251 kişinin şehit olduğu, yüzlerce insanın gazi ve mağdur olduğu 15 Temmuz ihanet kalkışmasından; "Bu bize Allah'ın bir lütuf dur" diyerek pay çıkarmak; rezervde tutulan ve aynı amaca matuf bir hevesin gerçekleşmiş olmasının itirafıdır. Allah isterse kulun hesaplarını altüst eder, suç mahallinde de böyle bir delil bıraktırır.

Yani, kontrollü mü kontrolsüz mü, millet olarak bilmemiz mümkün değil ama anlaşılan o ki; Allah'tan böyle bir lütufu hazır bekliyorlarmış.

İstediğiniz kadar kendi gönlünüze göre, yaşanan süreçleri bizlere dayatabilirsiniz. Bunu azatlık kabul etmez, iflah olmaz, algılarla iradelerini teslim aldığınız biatcı kölelerinize istediğiniz şekilde dayatıp, yutturabilirsiniz ama bizlere asla.

İbadet sadece namaz kılmak, oruç tutmak vs. değildir. Aklımızı kullanmak da bir ibadettir; hele ki toplumu ilgilendiren bir konuda belki de en güzelidir. Dolaysıyla, 15 Temmuz ihanetini sizlerin dayatması üzerinden degil, elbette "15 Temmuz Allah'ın bize bir lütfu dur" sözü üzerinden okumayı; kullanılmasının Allah'a ibadet olduğuna inandığım aklım gereğidir.

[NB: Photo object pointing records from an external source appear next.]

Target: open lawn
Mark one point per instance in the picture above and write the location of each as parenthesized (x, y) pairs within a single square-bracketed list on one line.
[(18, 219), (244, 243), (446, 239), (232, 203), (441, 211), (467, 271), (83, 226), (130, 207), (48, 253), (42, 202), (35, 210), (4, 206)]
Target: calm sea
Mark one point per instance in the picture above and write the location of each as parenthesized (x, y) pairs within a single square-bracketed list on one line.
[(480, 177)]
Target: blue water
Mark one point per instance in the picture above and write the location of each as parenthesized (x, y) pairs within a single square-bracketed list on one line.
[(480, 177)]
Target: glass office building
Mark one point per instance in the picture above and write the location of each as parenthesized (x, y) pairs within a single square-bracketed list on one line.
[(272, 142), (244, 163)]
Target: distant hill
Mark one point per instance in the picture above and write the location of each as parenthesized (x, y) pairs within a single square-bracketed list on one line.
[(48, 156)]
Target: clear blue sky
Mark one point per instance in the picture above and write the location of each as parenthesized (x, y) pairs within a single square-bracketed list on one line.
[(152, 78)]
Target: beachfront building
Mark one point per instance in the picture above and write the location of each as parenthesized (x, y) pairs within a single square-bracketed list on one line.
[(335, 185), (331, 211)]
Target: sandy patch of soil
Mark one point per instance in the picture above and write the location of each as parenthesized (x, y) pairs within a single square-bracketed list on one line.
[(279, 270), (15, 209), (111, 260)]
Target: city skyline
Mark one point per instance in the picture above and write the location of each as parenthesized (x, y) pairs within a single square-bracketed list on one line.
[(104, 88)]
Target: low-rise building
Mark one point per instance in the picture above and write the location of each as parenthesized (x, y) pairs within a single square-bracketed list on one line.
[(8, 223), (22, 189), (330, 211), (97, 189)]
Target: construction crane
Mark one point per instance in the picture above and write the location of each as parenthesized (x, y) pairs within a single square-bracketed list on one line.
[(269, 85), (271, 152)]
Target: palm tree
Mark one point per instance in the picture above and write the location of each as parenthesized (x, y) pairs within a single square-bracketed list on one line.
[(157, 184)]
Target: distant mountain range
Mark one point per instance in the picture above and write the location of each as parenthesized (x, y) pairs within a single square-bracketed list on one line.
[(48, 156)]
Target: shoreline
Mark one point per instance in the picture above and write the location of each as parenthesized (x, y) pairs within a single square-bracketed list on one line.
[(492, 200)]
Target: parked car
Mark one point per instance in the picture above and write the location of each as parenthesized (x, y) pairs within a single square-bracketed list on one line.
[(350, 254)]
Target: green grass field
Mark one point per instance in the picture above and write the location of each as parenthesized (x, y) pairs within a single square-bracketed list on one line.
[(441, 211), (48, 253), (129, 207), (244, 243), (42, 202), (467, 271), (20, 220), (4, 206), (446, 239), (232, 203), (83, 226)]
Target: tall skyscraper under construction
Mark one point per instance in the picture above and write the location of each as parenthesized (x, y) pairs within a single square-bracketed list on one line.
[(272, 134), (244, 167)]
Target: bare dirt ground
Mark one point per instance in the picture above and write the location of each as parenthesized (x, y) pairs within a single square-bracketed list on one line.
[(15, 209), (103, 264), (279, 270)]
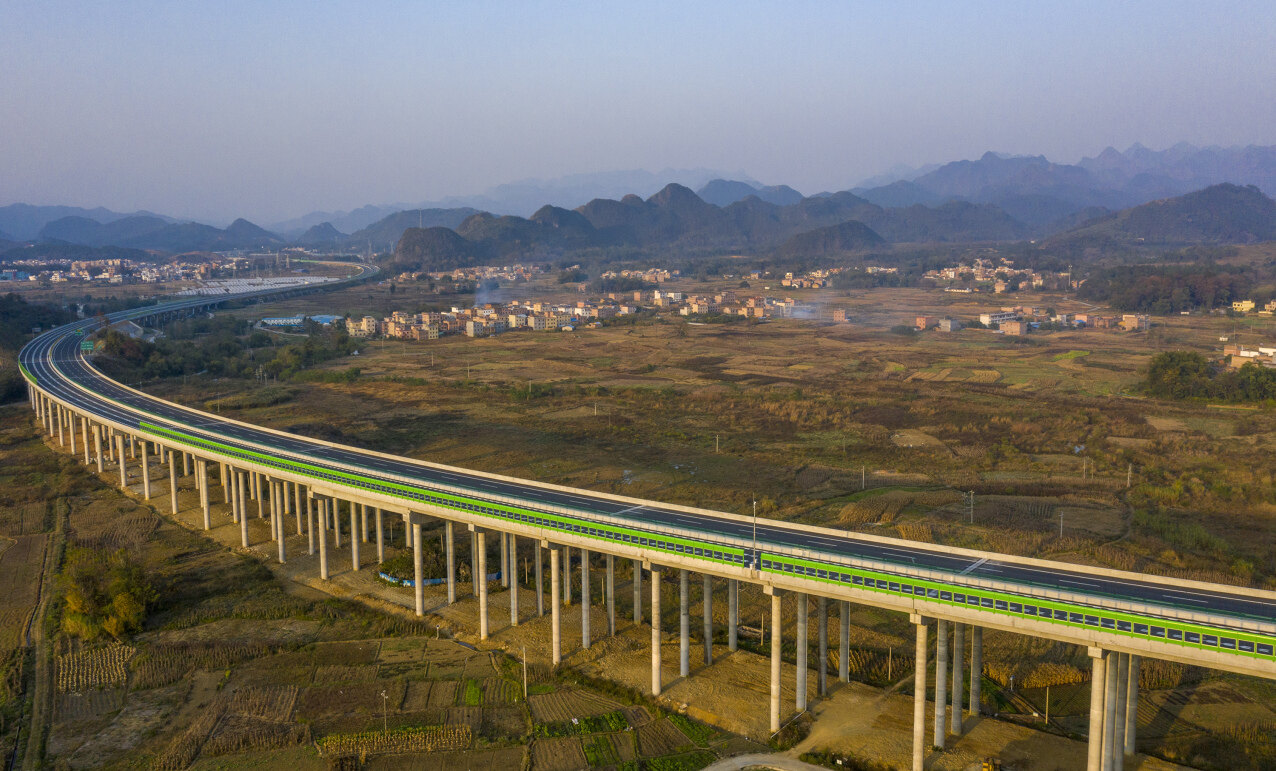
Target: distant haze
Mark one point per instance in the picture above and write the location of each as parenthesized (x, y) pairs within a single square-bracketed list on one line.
[(272, 110)]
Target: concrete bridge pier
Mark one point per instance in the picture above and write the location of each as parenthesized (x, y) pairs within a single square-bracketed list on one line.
[(504, 561), (941, 733), (1097, 688), (919, 691), (172, 481), (336, 522), (976, 668), (803, 650), (97, 446), (419, 576), (733, 614), (511, 569), (449, 548), (474, 561), (146, 471), (610, 589), (203, 494), (240, 483), (958, 675), (281, 495), (124, 466), (707, 594), (310, 523), (354, 541), (323, 538), (380, 539), (84, 437), (655, 624), (481, 538), (567, 576), (297, 506), (1119, 724), (776, 642), (555, 612), (637, 583), (684, 627), (822, 631), (585, 599), (1109, 733), (1131, 703), (540, 582)]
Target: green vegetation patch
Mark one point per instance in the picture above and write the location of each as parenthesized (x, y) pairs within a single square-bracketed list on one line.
[(1071, 355)]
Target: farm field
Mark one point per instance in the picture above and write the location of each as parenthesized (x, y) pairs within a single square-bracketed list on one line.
[(846, 425)]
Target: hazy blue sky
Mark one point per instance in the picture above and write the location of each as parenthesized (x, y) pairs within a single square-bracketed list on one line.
[(272, 109)]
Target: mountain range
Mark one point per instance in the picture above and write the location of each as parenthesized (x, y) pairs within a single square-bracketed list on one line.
[(994, 198)]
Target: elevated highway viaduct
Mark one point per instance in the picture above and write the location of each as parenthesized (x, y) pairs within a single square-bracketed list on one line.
[(1119, 617)]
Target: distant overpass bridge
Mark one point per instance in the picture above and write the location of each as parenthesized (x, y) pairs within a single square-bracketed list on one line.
[(1119, 617)]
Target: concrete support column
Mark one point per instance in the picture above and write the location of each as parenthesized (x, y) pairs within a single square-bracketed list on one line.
[(610, 589), (655, 623), (1131, 705), (707, 600), (976, 668), (941, 732), (97, 446), (512, 571), (733, 614), (354, 541), (637, 592), (1109, 733), (958, 674), (684, 626), (124, 466), (449, 540), (585, 599), (844, 641), (1095, 738), (482, 578), (504, 562), (776, 642), (84, 437), (296, 506), (323, 538), (822, 629), (474, 562), (240, 483), (1119, 724), (419, 576), (919, 693), (203, 493), (803, 650), (172, 480), (540, 582), (281, 497), (555, 610), (258, 494), (380, 545), (310, 523), (567, 576)]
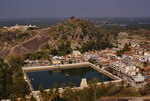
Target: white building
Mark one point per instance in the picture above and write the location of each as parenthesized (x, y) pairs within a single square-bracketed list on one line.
[(145, 58), (122, 67), (76, 53)]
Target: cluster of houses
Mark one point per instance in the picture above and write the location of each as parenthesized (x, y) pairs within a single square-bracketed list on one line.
[(130, 64), (20, 27)]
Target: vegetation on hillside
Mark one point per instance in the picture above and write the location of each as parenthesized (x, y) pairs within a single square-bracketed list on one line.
[(12, 84)]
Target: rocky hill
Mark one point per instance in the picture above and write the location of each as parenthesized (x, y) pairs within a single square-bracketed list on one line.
[(66, 36)]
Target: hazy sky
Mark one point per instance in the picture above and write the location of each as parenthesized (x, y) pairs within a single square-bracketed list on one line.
[(78, 8)]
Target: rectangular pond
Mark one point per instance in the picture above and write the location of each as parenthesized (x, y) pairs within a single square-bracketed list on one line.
[(74, 75)]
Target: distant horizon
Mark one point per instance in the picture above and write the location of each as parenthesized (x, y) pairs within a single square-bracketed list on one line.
[(70, 16), (78, 8)]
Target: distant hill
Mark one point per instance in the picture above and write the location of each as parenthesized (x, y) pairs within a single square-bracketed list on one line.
[(66, 36)]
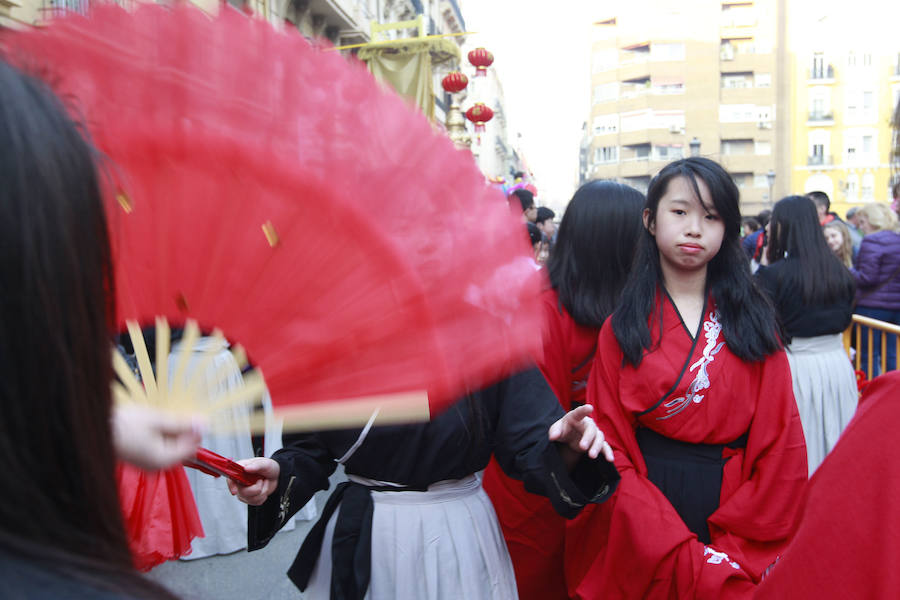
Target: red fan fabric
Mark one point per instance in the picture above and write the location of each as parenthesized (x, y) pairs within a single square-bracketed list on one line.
[(846, 539), (161, 517), (396, 268)]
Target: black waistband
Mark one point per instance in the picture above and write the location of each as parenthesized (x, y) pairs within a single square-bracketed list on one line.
[(657, 444), (689, 475), (351, 547)]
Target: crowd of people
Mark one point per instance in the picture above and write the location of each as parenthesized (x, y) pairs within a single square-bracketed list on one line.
[(691, 382)]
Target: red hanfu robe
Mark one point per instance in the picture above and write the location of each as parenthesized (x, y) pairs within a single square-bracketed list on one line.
[(636, 545), (847, 541), (534, 532)]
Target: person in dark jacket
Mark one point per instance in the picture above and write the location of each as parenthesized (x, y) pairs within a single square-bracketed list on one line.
[(813, 294), (877, 275)]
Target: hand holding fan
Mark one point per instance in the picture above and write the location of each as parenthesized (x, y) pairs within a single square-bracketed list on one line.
[(279, 196)]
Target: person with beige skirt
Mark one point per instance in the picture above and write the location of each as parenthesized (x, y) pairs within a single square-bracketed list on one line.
[(813, 293)]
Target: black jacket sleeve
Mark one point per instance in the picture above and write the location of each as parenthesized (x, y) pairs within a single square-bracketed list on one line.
[(527, 408), (306, 464)]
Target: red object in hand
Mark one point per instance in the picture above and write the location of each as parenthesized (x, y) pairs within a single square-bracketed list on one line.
[(214, 464)]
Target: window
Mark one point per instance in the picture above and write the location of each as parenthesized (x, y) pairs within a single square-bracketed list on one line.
[(637, 120), (668, 152), (672, 120), (636, 152), (818, 69), (867, 145), (675, 87), (739, 146), (738, 113), (817, 154), (604, 60), (604, 124), (742, 180), (640, 183), (869, 108), (868, 188), (737, 80), (606, 92), (852, 186), (818, 107), (852, 105), (664, 52), (606, 154)]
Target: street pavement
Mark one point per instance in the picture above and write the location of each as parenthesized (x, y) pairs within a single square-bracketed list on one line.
[(260, 575)]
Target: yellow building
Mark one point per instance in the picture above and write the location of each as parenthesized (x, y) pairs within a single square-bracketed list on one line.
[(846, 82), (668, 77)]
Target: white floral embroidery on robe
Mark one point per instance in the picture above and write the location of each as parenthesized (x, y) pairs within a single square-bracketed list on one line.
[(712, 329), (719, 558)]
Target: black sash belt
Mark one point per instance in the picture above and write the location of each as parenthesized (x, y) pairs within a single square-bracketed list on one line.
[(351, 548), (689, 475)]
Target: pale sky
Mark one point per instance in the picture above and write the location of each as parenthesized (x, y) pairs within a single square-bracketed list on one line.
[(542, 59)]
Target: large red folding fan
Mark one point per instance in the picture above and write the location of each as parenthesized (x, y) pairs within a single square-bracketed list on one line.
[(276, 192), (273, 193)]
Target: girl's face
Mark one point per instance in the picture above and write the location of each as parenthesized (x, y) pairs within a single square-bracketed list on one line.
[(864, 225), (834, 238), (688, 236)]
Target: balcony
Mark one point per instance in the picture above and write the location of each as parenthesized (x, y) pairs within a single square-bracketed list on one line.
[(451, 12), (820, 119), (818, 160), (60, 8), (820, 74)]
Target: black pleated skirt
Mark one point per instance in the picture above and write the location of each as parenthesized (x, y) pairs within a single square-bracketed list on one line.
[(689, 475)]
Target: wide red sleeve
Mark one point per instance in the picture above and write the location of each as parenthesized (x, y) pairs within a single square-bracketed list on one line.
[(847, 541), (761, 485), (635, 545), (555, 363)]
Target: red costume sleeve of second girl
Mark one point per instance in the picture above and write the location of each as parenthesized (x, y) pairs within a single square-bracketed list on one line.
[(636, 545), (534, 532)]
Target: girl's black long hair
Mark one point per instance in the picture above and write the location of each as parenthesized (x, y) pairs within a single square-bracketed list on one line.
[(57, 314), (594, 249), (748, 317), (796, 238)]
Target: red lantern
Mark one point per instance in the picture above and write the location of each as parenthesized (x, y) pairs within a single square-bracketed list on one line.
[(481, 59), (455, 82), (479, 114)]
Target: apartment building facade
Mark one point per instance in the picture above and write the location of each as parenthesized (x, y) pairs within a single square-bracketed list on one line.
[(846, 74), (700, 78)]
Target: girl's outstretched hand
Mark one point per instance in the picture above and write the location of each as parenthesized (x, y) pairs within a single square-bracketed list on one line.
[(580, 434), (268, 471)]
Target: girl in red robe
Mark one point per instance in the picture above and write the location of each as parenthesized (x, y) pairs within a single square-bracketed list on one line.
[(588, 268), (692, 388)]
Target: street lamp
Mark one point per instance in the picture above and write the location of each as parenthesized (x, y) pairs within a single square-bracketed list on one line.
[(695, 147)]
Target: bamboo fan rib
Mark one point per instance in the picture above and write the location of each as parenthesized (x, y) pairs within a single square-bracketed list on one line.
[(183, 393)]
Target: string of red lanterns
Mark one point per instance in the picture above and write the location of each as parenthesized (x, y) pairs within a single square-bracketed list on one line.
[(481, 59), (479, 114), (456, 81)]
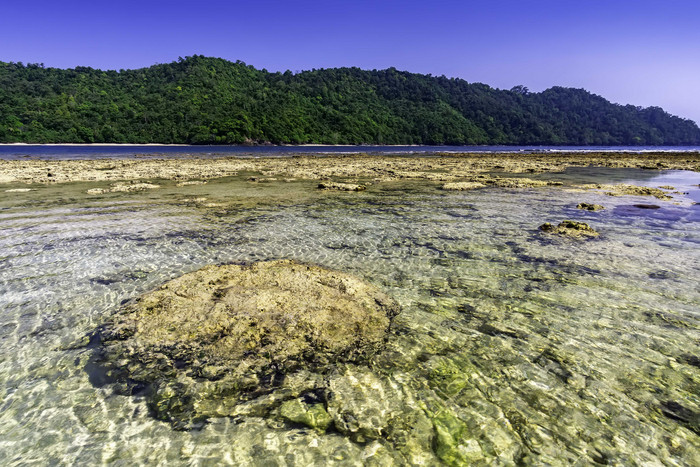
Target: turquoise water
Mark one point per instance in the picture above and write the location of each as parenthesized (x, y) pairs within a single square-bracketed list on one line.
[(512, 347)]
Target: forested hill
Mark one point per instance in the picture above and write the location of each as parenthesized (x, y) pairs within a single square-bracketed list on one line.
[(213, 101)]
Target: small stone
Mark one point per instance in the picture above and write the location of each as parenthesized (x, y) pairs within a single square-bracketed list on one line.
[(314, 415), (590, 207), (572, 229), (341, 186), (191, 182), (462, 186)]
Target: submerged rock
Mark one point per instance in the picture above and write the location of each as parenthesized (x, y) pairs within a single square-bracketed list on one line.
[(569, 228), (123, 187), (462, 186), (341, 186), (205, 342), (590, 207), (634, 190)]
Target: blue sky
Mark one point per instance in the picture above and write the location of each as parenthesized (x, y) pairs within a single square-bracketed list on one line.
[(637, 52)]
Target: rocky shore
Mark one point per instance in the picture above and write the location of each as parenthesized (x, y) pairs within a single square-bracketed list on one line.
[(445, 168)]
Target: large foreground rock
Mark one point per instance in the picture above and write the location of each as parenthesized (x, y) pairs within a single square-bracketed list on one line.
[(206, 342)]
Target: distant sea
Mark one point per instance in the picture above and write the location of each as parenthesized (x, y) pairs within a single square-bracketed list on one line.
[(39, 151)]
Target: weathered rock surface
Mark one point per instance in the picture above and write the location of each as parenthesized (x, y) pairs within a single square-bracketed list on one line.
[(462, 186), (341, 186), (123, 187), (590, 207), (633, 190), (571, 229), (210, 340)]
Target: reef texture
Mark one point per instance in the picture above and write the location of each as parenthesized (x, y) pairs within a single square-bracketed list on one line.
[(219, 341), (590, 207), (439, 167), (570, 229)]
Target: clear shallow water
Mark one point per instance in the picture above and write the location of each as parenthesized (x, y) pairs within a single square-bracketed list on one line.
[(12, 152), (511, 347)]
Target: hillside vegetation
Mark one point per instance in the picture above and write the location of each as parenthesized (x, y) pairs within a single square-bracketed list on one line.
[(203, 100)]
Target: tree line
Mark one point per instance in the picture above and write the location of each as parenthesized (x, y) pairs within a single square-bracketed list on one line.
[(202, 100)]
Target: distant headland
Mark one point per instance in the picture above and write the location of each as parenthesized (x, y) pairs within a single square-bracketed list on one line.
[(202, 100)]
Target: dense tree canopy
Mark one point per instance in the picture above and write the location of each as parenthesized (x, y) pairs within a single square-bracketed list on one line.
[(204, 100)]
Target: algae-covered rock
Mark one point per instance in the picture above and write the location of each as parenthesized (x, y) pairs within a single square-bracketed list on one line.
[(211, 339), (312, 415), (341, 186), (627, 189), (590, 207), (123, 188), (571, 229), (462, 186)]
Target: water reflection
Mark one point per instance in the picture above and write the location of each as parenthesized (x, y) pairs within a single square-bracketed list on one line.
[(512, 347)]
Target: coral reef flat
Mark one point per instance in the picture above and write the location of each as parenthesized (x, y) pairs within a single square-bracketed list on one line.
[(152, 311), (437, 167)]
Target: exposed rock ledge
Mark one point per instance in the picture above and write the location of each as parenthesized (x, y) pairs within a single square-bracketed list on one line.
[(217, 340)]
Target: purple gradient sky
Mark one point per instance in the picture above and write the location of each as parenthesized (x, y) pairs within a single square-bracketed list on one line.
[(638, 52)]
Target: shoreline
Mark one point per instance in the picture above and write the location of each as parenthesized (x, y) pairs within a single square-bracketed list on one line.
[(435, 167)]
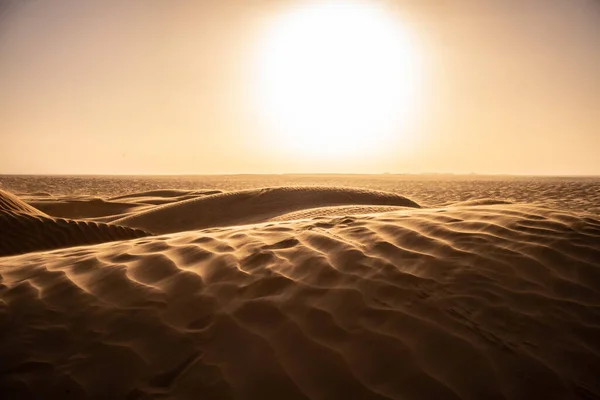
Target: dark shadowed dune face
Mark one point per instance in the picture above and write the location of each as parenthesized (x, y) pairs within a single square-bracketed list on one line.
[(252, 206), (25, 229)]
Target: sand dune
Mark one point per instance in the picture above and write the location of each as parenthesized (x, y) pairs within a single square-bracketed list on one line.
[(25, 229), (469, 302), (251, 206), (335, 211), (11, 203)]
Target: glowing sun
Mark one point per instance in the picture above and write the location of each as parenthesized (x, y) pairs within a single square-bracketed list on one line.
[(336, 79)]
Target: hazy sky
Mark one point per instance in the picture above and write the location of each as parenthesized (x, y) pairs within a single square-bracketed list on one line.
[(164, 87)]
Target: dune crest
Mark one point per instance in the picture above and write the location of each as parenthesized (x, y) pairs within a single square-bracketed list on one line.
[(25, 229), (11, 203), (252, 206), (485, 302)]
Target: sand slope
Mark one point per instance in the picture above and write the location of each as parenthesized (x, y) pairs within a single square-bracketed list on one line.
[(11, 203), (25, 229), (472, 302), (251, 206)]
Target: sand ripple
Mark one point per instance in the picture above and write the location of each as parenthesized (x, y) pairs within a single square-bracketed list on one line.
[(471, 302), (25, 229), (252, 206)]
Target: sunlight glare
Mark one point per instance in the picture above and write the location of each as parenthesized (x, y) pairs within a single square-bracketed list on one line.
[(337, 79)]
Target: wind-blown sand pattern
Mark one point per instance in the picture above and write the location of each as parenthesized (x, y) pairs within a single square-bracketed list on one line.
[(478, 300), (25, 229), (251, 206)]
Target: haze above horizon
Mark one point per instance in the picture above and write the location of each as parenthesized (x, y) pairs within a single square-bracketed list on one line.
[(154, 87)]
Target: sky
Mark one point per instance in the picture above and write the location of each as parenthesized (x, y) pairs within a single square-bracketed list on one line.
[(169, 87)]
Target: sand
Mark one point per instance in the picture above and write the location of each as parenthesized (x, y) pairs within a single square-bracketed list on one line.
[(298, 293)]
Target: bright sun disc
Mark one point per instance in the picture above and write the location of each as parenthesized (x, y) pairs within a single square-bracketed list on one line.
[(336, 79)]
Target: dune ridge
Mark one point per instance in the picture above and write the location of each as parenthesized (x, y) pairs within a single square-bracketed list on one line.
[(24, 233), (466, 302), (24, 229), (11, 203), (252, 206)]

Fetö cemaat olarak yıllardır vardı. Ancak AKP siyasi olarak iktidara gelmiş olmasına rağmen yeterince muktedir olmadığını düşünüyordu. Buna mani olanın da "Ordu vesayeti" olduğunu düşündü. Dolaysıyla ordu vesayetini ortadan kaldırmak ve muktedir olmak için onların kadrolarını devletin rahmine yerleştirmiştir. 16 Temmuz günü 3500 fetöcü hakim ve savcının anında görevden alınmaları bir anlamda bunun tescilidir. Sonuç olarak 15 Temmuz bu izdivacın peydahladığı çocuktur.

Anası da belli, babası da belli olan çocuğa sahip çıkmamak; sadece izdivacın yaşattığı zevkin dışında diğer veballerine sahip çıkmamaktır.

Vallahi ne kadar kaçarsanız kaçın; uygarlığın sağladığı bunca imkanlar dahilinde çocuk büyüdüğünde sizi bulacak ve kendisini nüfusunuza kaydettirecektir bilesiniz.

Yasaklanan Andımız ve Ayasofya

Andımızın okullarımızda okunmasını kaldıranlar Ayasofya'yı camiiye çevirdiler; umurumda bile olmaz.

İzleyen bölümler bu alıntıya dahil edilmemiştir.